Pic of Thai-style chicken salad

Thai-style chicken salad

Show ingredients


Thai-style chicken salad

Serves 4 40 min
A good combination of delicate raw veg, strips of chicken, noodles and piquant Asian-flavoured dressing. This takes less than half an hour to make. You can either use a pointed (Napa) cabbage or a Savoy cabbage, depending on what you have in your veg box. If you're using Savoy, cut it very finely or it may have a bit too solid a crunch.


for the dressing

  • 1 red chilli, deseeded and finely chopped
  • 2 garlic clove, finely chopped or crushed
  • 1 tbsp ginger, freshly grated
  • 2 tbsp soy sauce
  • juice of 1 lime

for the salad

  • 175g egg noodles
  • 2 chicken breasts
  • 1 tbsp olive oil
  • ½ small Savoy cabbage, very finely shredded
  • 3 carrots, cut into thin batons
  • 5 spring onions, finely sliced
  • handful fresh coriander, chopped
  • 2 tbsp water or extra oil, to serve


Prep time: 15 min
Cooking time: 25 min

Make the dressing

  • Step 1

    by combining all the ingredients in a bowl.

Assemble the salad

  • Step 1

    Cook the noodles according to the packet instructions.
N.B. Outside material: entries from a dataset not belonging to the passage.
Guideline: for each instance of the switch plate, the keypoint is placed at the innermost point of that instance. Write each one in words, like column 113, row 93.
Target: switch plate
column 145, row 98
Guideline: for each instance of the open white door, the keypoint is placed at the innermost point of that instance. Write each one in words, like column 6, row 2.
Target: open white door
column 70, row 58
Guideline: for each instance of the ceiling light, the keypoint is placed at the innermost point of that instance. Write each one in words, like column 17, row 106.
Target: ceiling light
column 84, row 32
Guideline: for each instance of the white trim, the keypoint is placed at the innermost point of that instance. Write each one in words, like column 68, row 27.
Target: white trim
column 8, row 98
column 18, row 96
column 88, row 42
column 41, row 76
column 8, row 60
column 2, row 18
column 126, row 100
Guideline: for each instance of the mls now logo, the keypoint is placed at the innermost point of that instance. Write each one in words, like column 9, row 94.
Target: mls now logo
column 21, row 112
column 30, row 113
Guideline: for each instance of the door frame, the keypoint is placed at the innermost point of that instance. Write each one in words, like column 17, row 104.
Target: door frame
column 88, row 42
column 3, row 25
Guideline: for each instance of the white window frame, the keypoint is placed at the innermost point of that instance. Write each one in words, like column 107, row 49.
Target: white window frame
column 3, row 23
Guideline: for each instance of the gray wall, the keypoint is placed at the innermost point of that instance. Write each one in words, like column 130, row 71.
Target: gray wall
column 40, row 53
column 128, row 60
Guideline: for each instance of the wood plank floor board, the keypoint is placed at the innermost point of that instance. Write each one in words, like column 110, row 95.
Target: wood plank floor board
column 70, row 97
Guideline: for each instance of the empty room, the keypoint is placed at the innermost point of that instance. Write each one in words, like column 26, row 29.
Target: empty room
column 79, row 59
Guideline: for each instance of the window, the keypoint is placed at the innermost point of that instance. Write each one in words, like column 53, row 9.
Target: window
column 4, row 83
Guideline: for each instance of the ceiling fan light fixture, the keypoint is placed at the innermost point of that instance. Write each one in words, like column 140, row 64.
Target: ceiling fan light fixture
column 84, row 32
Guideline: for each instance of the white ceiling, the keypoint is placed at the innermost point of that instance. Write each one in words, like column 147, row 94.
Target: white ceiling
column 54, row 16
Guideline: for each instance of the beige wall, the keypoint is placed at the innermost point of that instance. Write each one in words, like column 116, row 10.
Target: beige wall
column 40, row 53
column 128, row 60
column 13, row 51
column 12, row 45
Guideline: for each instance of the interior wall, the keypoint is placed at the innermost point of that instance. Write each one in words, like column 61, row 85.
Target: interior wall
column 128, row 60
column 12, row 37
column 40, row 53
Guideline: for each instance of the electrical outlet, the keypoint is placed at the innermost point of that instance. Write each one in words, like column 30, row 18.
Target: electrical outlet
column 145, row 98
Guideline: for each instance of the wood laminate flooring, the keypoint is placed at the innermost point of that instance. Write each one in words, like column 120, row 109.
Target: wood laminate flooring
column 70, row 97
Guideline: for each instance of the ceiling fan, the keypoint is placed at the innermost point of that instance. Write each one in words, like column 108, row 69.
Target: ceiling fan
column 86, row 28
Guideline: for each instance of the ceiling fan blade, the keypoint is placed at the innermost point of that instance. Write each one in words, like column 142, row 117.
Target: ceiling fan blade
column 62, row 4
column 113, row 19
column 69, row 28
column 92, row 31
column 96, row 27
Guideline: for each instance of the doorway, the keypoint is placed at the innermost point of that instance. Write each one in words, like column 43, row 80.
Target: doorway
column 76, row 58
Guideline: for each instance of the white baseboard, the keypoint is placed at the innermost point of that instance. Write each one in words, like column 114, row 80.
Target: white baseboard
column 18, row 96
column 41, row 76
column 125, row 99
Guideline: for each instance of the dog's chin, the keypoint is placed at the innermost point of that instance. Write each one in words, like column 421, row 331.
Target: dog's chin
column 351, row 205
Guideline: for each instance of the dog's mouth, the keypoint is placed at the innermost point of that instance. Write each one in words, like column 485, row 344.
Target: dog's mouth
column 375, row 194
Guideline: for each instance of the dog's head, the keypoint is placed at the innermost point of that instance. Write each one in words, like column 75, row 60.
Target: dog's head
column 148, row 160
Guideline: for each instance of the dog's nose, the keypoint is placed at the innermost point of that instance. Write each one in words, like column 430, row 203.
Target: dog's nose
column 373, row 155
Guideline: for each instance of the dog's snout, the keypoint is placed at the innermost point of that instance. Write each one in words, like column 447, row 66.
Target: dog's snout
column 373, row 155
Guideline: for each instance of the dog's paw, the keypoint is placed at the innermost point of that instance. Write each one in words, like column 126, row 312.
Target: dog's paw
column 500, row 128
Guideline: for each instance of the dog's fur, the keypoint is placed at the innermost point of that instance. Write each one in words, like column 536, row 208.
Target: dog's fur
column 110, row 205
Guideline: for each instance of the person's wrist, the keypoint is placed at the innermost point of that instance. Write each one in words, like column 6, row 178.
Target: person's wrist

Drain and rinse in cold water. Keep to one side.
  • Step 2

    Brush the chicken with oil and cook until the juices run clear (15-20 minutes) either in a frying pan, oven or grill.
  • Step 3

    Put the vegetables and drained noodles in a bowl .
  • Step 4

    Slice the chicken while still warm and add to the veg, with the juices from the chicken.
  • Step 5

    Add the fresh coriander and dressing and toss all the ingredients together. Add a little water or extra oil if the salad is too dry.